Cooperative Managed Services Platform for Systems of Record

A work queue tells the truth

A managed-services queue is a better test of an agent system than a polished chat window.

The queue contains half-formed requests, old decisions, production risk, impatient users, and work that still has to land. Imagine a request that says an invoice stopped syncing. The useful context sits across a ticket, an integration map, last month’s release notes, a Salesforce baseline, and the memory of the consultant who fixed it before.

An agent can summarize the ticket. Moving the work safely requires more: a durable request, current system context, an owner, a risk level, a review path, validation, rollback, and a record of what happened.

The platform is an operating layer for implementation, support, migration, and release work around systems of record. Agents handle bounded inspection and preparation. People make the decisions that carry customer, production, or financial consequence.

Salesforce is the concrete example because it is familiar, integrated, permission-heavy, and hard to pause while the team improves it. The same pattern applies to an ERP, billing system, support platform, warehouse system, loan origination system, or internal operations tool. The names change. The operating problem does not.

Use real work Start with requests, incidents, scans, migrations, releases, and support work the team already owns.

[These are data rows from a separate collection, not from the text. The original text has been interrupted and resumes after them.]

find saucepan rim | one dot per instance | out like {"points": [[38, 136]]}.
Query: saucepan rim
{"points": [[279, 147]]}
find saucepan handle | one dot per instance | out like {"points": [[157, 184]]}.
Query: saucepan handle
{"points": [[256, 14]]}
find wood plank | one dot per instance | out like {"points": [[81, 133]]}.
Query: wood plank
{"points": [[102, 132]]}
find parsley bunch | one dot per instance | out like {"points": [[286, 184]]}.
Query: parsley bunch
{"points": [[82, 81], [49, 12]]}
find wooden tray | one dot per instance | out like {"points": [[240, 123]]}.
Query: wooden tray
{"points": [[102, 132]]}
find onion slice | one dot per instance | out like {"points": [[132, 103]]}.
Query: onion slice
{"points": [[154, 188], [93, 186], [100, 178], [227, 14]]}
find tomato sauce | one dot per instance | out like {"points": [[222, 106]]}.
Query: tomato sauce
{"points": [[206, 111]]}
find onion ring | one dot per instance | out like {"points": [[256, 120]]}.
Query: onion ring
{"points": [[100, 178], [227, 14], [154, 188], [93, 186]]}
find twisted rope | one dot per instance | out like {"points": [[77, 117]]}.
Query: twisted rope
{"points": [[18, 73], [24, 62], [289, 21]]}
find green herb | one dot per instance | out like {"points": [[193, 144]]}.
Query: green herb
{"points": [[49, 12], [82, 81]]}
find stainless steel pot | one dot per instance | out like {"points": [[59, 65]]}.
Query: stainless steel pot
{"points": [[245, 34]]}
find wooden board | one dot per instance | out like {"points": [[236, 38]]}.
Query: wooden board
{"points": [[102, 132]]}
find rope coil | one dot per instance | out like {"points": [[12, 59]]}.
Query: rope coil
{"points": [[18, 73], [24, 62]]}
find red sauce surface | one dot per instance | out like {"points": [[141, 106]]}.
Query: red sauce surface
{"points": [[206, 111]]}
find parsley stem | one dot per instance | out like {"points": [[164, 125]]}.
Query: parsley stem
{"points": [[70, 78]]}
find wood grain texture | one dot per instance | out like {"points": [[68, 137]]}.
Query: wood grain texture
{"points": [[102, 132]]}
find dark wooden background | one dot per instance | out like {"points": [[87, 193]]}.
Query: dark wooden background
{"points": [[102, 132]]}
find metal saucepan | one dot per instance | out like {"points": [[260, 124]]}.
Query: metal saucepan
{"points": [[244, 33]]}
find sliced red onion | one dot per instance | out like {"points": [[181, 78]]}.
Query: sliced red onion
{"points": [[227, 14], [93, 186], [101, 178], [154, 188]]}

Bound the agent Agents inspect, compare, draft, and test. People review, approve, sequence, and own the relationship.

Make state visible Every request carries context, owner, risk, evidence, status, review history, and the next required action.

Start with the boring system

Build the work object before the agent.

Use the existing authentication model, the existing ticket or intake source, a small relational schema, a typed API, a plain queue UI, an event stream, and repo-native checks. Add agent workers after the request, context, approval path, and validation loop are concrete.

For Salesforce, the context layer includes metadata, permissions, integrations, releases, and system baselines. In another domain, it may contain ServiceNow configuration, NetSuite scripts, Zendesk routing, billing rules, warehouse workflows, or product telemetry. The source changes while the operating contract remains recognizable.

This order matters. A model call is easy to add. Durable state, access control, correction history, and a trustworthy release path take the real work.

Why managed services is the right proving ground

Managed-services teams do the same broad categories of work every week: explain the system, triage issues, clean up old decisions, prepare releases, migrate data, answer customer questions, and keep the business moving.

The details are messy, but the work is measurable.

The request has an owner and an outcome.
Reviewers sit close enough to correct weak output quickly.
The task crosses business and technical boundaries.
The system of record requires permissions, audit, and approval.
The backlog has repetition, but each customer still brings context and exceptions.

That last point is the opportunity. Agents can handle more inspection, comparison, drafting, testing, and documentation. Consultants can spend more time on diagnosis, architecture, sequencing, and the customer decisions that cannot be inferred from metadata.

Workloads worth supporting first

A useful first version handles work a real delivery team already sees.

Support triage

Classify the request, find missing context, connect it to the system map, and distinguish a bug from a training issue, configuration change, data problem, or architecture problem.

Proof: faster first response and fewer tickets bouncing between people.

System scan and explainer

Run safe scans, explain configuration and automation, flag land mines, and keep a current-state map ready before anyone recommends a change.

Proof: a new consultant can understand the system without a week of Slack archaeology.

Tech debt queue

Turn stale fields, brittle automation, weak tests, permission drift, and release friction into evidence-backed work with a clear owner.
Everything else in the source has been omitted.